Understanding the Genomics and Genetics of Cancer

Clinical Trials

Research studies known as clinical trials identify new and better ways to treat cancer and its symptoms and side effects. They have traditionally tested medical approaches and researched new drugs, drug combinations, medical procedures or devices. In the past few years, to support the emphasis on patient-centered cancer care, significantly more clinical trials have focused on biomarkers, giving some patients the opportunity to access the latest developments in targeted treatments.

These types of clinical trials are designed to help researchers learn more about the way biomarkers influence how cancer begins, grows and reacts to treatment. As a result, more prevention, diagnosis and treatment options are becoming available for people with cancer.

For some people, the results of biomarker testing may indicate they are eligible for a treatment used in a clinical trial that is based on the biomarkers in their cancer instead of where in the body the cancer began. These are called “basket trials.” Other people may be eligible for “umbrella trials,” which test how well new drugs or other substances work in people who have the same type of cancer but different mutations or biomarkers.

Talk with your doctor before treatment begins, if possible, about whether you should consider a clinical trial. There is evidence that patients who are able to participate in clinical trials as part of their treatment may do better and live longer.

Searching for a Clinical Trial

You can be proactive and help your medical team look for clinical trials. Not only will you become more informed about available research studies, you may find the next step in your treatment plan.

To get started:

Step 1: Have available your exact diagnosis, biomarker test results, pathology report and details of previous treatments (if applicable). These will help you narrow the list of trials that may be a good fit for you.

Step 2: Decide whether to search online or by phone. Some clinical trial search websites are customized to a certain cancer type; others are much broader. No single list contains every open clinical trial, and new trials are continually being added, so check back often. See Assistance, page 17, for websites and telephone numbers.

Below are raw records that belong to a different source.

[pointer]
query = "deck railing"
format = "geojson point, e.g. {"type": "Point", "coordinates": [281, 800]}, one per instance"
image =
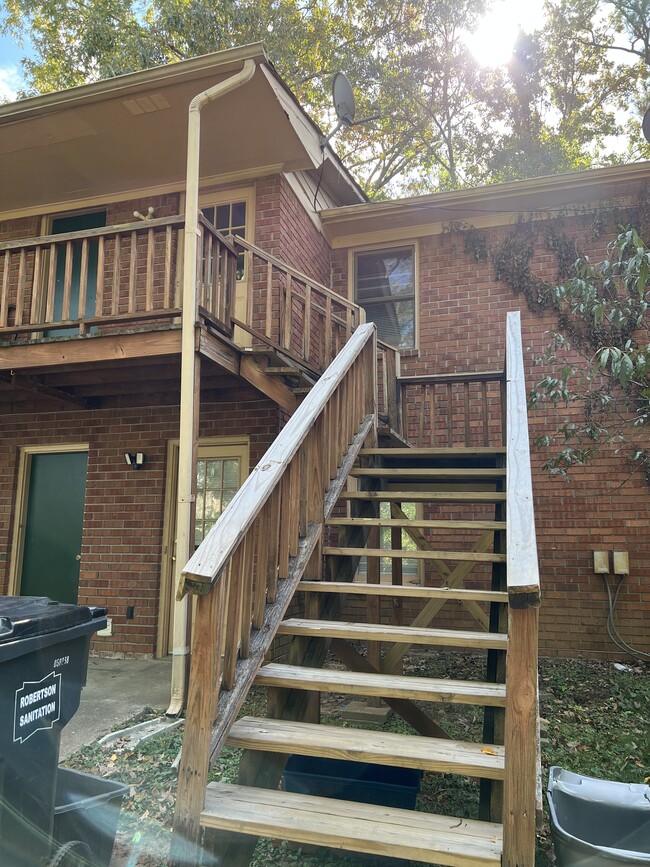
{"type": "Point", "coordinates": [308, 321]}
{"type": "Point", "coordinates": [247, 568]}
{"type": "Point", "coordinates": [109, 276]}
{"type": "Point", "coordinates": [522, 712]}
{"type": "Point", "coordinates": [459, 409]}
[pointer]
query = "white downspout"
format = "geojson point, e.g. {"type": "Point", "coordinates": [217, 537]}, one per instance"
{"type": "Point", "coordinates": [189, 376]}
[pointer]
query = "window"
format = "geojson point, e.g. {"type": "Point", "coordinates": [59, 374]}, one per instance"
{"type": "Point", "coordinates": [384, 285]}
{"type": "Point", "coordinates": [217, 481]}
{"type": "Point", "coordinates": [230, 219]}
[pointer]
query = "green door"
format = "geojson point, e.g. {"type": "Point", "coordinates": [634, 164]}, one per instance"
{"type": "Point", "coordinates": [60, 226]}
{"type": "Point", "coordinates": [53, 525]}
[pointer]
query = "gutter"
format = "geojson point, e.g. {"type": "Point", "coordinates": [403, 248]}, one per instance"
{"type": "Point", "coordinates": [190, 373]}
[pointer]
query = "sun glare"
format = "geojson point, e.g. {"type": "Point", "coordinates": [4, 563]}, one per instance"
{"type": "Point", "coordinates": [493, 40]}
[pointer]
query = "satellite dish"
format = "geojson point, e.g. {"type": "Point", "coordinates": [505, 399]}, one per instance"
{"type": "Point", "coordinates": [646, 125]}
{"type": "Point", "coordinates": [343, 99]}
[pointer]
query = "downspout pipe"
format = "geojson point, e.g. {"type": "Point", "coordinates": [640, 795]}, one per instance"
{"type": "Point", "coordinates": [190, 372]}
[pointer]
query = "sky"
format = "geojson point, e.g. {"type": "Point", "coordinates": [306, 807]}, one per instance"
{"type": "Point", "coordinates": [491, 45]}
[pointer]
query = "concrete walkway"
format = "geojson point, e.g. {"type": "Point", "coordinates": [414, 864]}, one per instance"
{"type": "Point", "coordinates": [116, 690]}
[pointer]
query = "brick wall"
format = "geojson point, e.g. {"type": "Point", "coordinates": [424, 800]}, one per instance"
{"type": "Point", "coordinates": [462, 315]}
{"type": "Point", "coordinates": [123, 516]}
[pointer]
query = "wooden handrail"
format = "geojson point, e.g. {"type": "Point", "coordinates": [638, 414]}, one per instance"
{"type": "Point", "coordinates": [246, 570]}
{"type": "Point", "coordinates": [523, 568]}
{"type": "Point", "coordinates": [522, 763]}
{"type": "Point", "coordinates": [209, 560]}
{"type": "Point", "coordinates": [297, 275]}
{"type": "Point", "coordinates": [81, 234]}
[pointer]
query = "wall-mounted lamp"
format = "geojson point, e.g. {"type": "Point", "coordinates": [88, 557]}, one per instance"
{"type": "Point", "coordinates": [135, 461]}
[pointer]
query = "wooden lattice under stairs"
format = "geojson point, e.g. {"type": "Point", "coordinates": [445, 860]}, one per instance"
{"type": "Point", "coordinates": [290, 564]}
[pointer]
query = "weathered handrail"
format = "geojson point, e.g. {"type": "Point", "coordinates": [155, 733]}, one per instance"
{"type": "Point", "coordinates": [304, 318]}
{"type": "Point", "coordinates": [522, 713]}
{"type": "Point", "coordinates": [247, 568]}
{"type": "Point", "coordinates": [453, 409]}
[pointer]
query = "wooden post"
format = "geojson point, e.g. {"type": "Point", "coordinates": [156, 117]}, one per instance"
{"type": "Point", "coordinates": [520, 782]}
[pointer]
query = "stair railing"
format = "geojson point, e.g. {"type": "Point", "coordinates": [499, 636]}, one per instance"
{"type": "Point", "coordinates": [246, 570]}
{"type": "Point", "coordinates": [522, 712]}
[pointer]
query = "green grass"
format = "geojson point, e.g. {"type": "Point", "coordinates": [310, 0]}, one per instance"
{"type": "Point", "coordinates": [596, 725]}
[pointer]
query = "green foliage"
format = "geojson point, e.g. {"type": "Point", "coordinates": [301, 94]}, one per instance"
{"type": "Point", "coordinates": [599, 358]}
{"type": "Point", "coordinates": [445, 122]}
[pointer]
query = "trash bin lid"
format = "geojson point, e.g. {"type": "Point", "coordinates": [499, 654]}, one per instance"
{"type": "Point", "coordinates": [28, 616]}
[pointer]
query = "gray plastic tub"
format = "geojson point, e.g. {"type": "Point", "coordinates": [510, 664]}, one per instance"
{"type": "Point", "coordinates": [598, 823]}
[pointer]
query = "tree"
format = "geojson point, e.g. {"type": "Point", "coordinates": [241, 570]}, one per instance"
{"type": "Point", "coordinates": [445, 122]}
{"type": "Point", "coordinates": [599, 358]}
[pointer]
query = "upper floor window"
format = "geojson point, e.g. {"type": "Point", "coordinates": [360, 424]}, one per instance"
{"type": "Point", "coordinates": [230, 219]}
{"type": "Point", "coordinates": [384, 285]}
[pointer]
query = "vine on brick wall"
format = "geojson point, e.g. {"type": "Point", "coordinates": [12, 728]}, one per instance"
{"type": "Point", "coordinates": [603, 317]}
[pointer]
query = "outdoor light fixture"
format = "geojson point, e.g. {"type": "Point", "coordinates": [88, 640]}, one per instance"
{"type": "Point", "coordinates": [135, 461]}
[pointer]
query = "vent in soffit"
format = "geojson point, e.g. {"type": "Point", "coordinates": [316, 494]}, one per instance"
{"type": "Point", "coordinates": [146, 104]}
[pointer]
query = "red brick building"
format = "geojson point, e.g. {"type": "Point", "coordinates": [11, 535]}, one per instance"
{"type": "Point", "coordinates": [91, 337]}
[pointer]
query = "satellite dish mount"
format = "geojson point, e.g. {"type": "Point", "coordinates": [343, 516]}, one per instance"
{"type": "Point", "coordinates": [344, 106]}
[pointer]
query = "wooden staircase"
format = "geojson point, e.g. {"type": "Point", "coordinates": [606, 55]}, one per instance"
{"type": "Point", "coordinates": [352, 622]}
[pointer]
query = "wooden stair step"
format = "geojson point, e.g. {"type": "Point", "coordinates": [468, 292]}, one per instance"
{"type": "Point", "coordinates": [435, 473]}
{"type": "Point", "coordinates": [361, 588]}
{"type": "Point", "coordinates": [352, 826]}
{"type": "Point", "coordinates": [397, 553]}
{"type": "Point", "coordinates": [382, 748]}
{"type": "Point", "coordinates": [426, 496]}
{"type": "Point", "coordinates": [382, 685]}
{"type": "Point", "coordinates": [422, 523]}
{"type": "Point", "coordinates": [397, 634]}
{"type": "Point", "coordinates": [459, 451]}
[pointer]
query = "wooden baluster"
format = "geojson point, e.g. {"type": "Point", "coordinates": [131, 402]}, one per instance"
{"type": "Point", "coordinates": [249, 545]}
{"type": "Point", "coordinates": [4, 301]}
{"type": "Point", "coordinates": [20, 289]}
{"type": "Point", "coordinates": [117, 266]}
{"type": "Point", "coordinates": [83, 287]}
{"type": "Point", "coordinates": [285, 530]}
{"type": "Point", "coordinates": [167, 282]}
{"type": "Point", "coordinates": [133, 263]}
{"type": "Point", "coordinates": [67, 281]}
{"type": "Point", "coordinates": [484, 413]}
{"type": "Point", "coordinates": [51, 283]}
{"type": "Point", "coordinates": [288, 312]}
{"type": "Point", "coordinates": [294, 495]}
{"type": "Point", "coordinates": [193, 771]}
{"type": "Point", "coordinates": [206, 297]}
{"type": "Point", "coordinates": [148, 288]}
{"type": "Point", "coordinates": [99, 293]}
{"type": "Point", "coordinates": [307, 328]}
{"type": "Point", "coordinates": [261, 564]}
{"type": "Point", "coordinates": [273, 532]}
{"type": "Point", "coordinates": [234, 618]}
{"type": "Point", "coordinates": [328, 332]}
{"type": "Point", "coordinates": [521, 733]}
{"type": "Point", "coordinates": [35, 310]}
{"type": "Point", "coordinates": [269, 301]}
{"type": "Point", "coordinates": [423, 401]}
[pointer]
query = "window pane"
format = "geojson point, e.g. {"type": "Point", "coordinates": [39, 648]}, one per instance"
{"type": "Point", "coordinates": [238, 220]}
{"type": "Point", "coordinates": [223, 217]}
{"type": "Point", "coordinates": [395, 321]}
{"type": "Point", "coordinates": [385, 273]}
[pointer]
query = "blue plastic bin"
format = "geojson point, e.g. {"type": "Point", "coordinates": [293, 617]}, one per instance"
{"type": "Point", "coordinates": [353, 781]}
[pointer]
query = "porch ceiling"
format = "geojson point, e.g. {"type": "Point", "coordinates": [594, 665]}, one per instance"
{"type": "Point", "coordinates": [130, 133]}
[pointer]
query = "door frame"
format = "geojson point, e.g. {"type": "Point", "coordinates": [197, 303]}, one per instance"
{"type": "Point", "coordinates": [22, 501]}
{"type": "Point", "coordinates": [230, 446]}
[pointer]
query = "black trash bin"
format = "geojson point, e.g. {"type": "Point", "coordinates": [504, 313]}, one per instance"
{"type": "Point", "coordinates": [43, 665]}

Step 3: Depending on your diagnosis, there could be many trials to explore. That can be time-consuming. Consider asking friends and family members to help.

Step 4: As you search, keep in mind that every trial has eligibility criteria, such as cancer type, subtype, stage, biomarker status and treatment history, to ensure the data gathered during the trial are valid. You may not qualify for every trial that appeals to you. Some may be closed, or you may not meet the eligibility criteria. Under certain extreme conditions, you and your doctor may apply to the U.S. Food and Drug Administration (FDA) to join a clinical trial that is closed or otherwise inaccessible. This is known as Expanded Access, also called Compassionate Use.

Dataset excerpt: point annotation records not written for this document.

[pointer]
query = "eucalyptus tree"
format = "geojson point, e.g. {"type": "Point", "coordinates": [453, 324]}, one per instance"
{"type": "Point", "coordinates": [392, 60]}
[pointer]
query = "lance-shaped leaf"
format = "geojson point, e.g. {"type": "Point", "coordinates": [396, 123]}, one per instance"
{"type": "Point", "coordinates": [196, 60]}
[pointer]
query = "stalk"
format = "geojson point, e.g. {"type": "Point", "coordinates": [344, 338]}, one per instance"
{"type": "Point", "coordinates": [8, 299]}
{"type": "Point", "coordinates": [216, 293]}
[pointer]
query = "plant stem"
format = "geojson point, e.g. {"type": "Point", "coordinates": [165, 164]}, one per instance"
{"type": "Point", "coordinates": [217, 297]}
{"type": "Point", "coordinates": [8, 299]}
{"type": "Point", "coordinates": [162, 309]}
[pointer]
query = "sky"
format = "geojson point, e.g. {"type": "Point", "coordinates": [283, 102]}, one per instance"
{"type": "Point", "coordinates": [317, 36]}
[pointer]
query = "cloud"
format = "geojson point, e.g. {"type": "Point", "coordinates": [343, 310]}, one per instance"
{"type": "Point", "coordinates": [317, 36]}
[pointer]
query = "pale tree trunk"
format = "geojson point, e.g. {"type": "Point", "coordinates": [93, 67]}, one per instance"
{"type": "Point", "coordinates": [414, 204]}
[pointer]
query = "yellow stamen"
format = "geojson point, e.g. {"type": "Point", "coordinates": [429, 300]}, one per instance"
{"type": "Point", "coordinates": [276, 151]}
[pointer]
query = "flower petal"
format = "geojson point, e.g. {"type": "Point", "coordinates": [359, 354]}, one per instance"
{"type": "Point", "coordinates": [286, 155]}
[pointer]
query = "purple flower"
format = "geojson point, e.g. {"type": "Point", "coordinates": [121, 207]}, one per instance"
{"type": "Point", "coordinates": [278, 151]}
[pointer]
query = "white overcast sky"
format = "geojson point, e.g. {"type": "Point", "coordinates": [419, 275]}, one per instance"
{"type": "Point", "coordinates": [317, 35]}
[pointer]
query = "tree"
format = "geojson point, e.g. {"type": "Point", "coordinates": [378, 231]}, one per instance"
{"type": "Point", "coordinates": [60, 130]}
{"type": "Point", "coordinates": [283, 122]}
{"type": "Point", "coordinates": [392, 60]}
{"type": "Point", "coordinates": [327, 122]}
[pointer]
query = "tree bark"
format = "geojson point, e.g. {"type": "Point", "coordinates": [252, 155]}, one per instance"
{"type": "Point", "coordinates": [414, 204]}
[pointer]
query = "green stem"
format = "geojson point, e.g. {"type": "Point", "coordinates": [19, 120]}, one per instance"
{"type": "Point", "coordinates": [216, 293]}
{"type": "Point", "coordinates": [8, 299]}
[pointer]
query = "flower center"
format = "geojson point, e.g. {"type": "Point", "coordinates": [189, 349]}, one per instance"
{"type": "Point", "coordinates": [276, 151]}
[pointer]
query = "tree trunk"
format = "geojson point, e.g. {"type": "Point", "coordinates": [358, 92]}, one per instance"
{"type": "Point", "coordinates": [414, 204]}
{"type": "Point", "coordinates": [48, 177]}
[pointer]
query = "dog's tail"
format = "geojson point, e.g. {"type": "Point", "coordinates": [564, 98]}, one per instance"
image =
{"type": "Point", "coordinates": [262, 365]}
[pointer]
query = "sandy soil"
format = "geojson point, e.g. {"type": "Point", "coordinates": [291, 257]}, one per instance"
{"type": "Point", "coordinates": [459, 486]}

Step 5: Once you find a trial that you think may be a good addition to your treatment plan, discuss it with your doctor or contact the clinical trial investigators, staff or sponsors listed. They are experts who may be able to provide more details and answer questions about the study.

Step 6: If it is determined that you meet the criteria to join the trial, you will be given the Informed Consent document. This contains detailed information, including the goal of the study, the required schedule, associated costs and more. Review this document closely with your loved ones, and ask the clinical trial team any questions. Once you sign the form, you will become part of the trial.

Multiple reasons to get a second opinion

When it comes to cancer, information is power. The more you know, the better prepared you will be to make the important decisions ahead. One way to do that is to seek a second opinion from another doctor (often a specialist in your type of cancer) who reviews your medical records and gives an opinion about your health problem and how it should be treated. You can get a second opinion either before or after diagnosis, and even after you begin treatment.

Realistically, you may feel overwhelmed and wonder whether getting a second opinion is even worth it. It most definitely is. Here are several reasons why:

  • To verify the pathology report and diagnosis. This is especially important if there was any difficulty or controversy in interpreting the findings, and if the cancer has metastasized (spread).
  • To confirm the treatment plan or learn about alternatives, including clinical trials that the first doctor may not be aware of. 
  • You may live in a small town or rural area where there may not be many oncology specialists. Because the goal is for you to get the best care possible, your doctor should be pleased to help you locate a specialist. Second opinions allow you to benefit from the collective wisdom of experts.
  • You may need highly specialized or complicated care. If so, reach out to a larger medical center or comprehensive cancer center with expertise in treating your type of cancer. 
  • It offers the opportunity to decide whether a different doctor, health care team or treatment center is a better fit for you.